A cidade de 13 mil habitantes tornou-se então um Arranjo Produtivo Local (APL) com 250 unidades industriais, que comercializam cerca de 4,5 milhões de peças por mês. O maior volume é o de panos de prato, seguido por aventais, jogos americanos, mantas, capas de almofadas, cortinas e tapetes de algodão. "A produção é em larga escala, mas as peças têm características de artesanato", explica o diretor técnico do Sebrae/RN, João Hélio Cavalcanti.

Não há desemprego na região, pelo contrário. Costureiras são recrutadas nos municípios vizinhos de Caicó e Currais Novos, que também produzem peças para o APL. A média salarial dos operários varia de R$ 450,00 a R$ 500,00 por mês - valores significativos para uma área de baixo Índice de Desenvolvimento Humano (IDH). Algumas empresas chegam a ter 30 funcionários. De 250, só 70 fábricas são formais e a carteira assinada ainda não chegou para a maioria dos trabalhadores. O presidente da Associação das Indústrias Têxteis de Jardim de Piranhas (Asitex), Orlando Oliveira, revela que incentivos fiscais do governo estadual favoreceram a economia local e os empresários contam com linhas de crédito do Banco do Nordeste do Brasil (BNB) e do Banco do Brasil. A cidade não tem nenhuma agência bancária, que só existe nas vizinhas Caicó e São Bento (PB).

A revolução provocada pelos teares mecânicos incentivou a busca pela modernização, mas agora com foco em gestão e aumento da produtividade. Um grupo de 34 indústrias vinculadas à Associação da Indústria Têxtil de Jardim de Piranhas vem recebendo apoio do Sebrae do Rio Grande do Norte desde 2004, para chegar ao mercado nacional com produtos diferenciados e de maior qualidade. Os empresários passaram a fazer parte da Gestão Estratégica Orientada para Resultados (Geor), metodologia do Sebrae de acompanhamento de projetos. Eles receberam capacitação gerencial e operacional, absorvendo conceitos nas áreas de finanças, marketing, recursos humanos, formação de preços, produção e layout, e a inserção de designers para o desenvolvimento de novos produtos.

"Com a associação e o projeto do APL de tecelagem do Seridó, as fábricas passaram a cooperar entre si para aumentar a competitividade", revela a economista e gestora do projeto, Verônica Pontes. Associados, os empresários conseguiram uma redução média de 50% no preço do fio de algodão, principal matéria-prima dos produtos, comprada do Ceará, Sergipe e Paraíba. O consumo mensal é da ordem de 500 toneladas por mês o que, segundo eles, revela a demanda pela instalação de uma fábrica de fios na região. "O associativismo permite trabalhar organizado. Para a micro e pequena empresa trabalhar só é suicídio. Se as grandes se associam, imagine as pequenas", diz Oliveira.

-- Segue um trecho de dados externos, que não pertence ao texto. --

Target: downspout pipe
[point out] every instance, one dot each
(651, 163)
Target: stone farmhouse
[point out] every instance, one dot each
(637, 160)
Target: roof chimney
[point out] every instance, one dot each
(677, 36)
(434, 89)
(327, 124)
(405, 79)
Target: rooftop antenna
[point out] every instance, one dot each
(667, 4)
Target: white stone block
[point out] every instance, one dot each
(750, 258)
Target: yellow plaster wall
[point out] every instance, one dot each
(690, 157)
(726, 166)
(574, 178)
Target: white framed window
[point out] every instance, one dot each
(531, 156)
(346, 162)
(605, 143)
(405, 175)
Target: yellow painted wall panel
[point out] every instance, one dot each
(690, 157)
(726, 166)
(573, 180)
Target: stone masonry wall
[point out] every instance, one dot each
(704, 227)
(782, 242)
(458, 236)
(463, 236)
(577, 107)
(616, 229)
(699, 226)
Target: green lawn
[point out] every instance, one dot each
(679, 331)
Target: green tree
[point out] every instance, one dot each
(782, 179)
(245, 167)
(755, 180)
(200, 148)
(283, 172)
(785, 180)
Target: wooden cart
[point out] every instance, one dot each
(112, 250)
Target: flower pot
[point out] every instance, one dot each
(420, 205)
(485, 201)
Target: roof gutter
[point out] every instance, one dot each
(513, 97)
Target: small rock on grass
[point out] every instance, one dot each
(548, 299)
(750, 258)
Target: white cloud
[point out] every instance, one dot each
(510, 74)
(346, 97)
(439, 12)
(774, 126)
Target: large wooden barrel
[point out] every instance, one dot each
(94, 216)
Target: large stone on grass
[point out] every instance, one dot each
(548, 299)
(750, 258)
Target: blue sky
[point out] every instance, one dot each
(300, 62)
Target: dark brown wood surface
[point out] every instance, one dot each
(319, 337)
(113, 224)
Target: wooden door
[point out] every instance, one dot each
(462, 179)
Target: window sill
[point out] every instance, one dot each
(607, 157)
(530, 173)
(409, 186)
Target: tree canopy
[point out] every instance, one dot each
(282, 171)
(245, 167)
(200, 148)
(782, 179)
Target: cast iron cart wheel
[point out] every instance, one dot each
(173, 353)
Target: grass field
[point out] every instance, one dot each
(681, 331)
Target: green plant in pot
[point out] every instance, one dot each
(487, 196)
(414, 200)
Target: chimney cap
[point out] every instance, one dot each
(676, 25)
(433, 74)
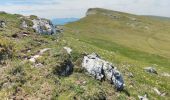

A pesquisa comparativa entre o início do projeto, em 2004, e as metas alcançadas, antes do prazo estimado - dezembro de 2006 - mostra resultados animadores. O volume de peças para o mercado interno cresceu 17,75% e a carteira de clientes, 94%, quando a meta era um aumento de 10%. O mix de produtos dobrou, para 16 itens, um reflexo das inserções de design a partir de estudos de mercado. A pesquisa mostra ainda que 80% da produção são distribuídos para todas as regiões, menos Sul e Sudeste, por dificuldades de frete rodoviário. A perspectiva é que isso mude com a implantação de um centro de distribuição na cidade.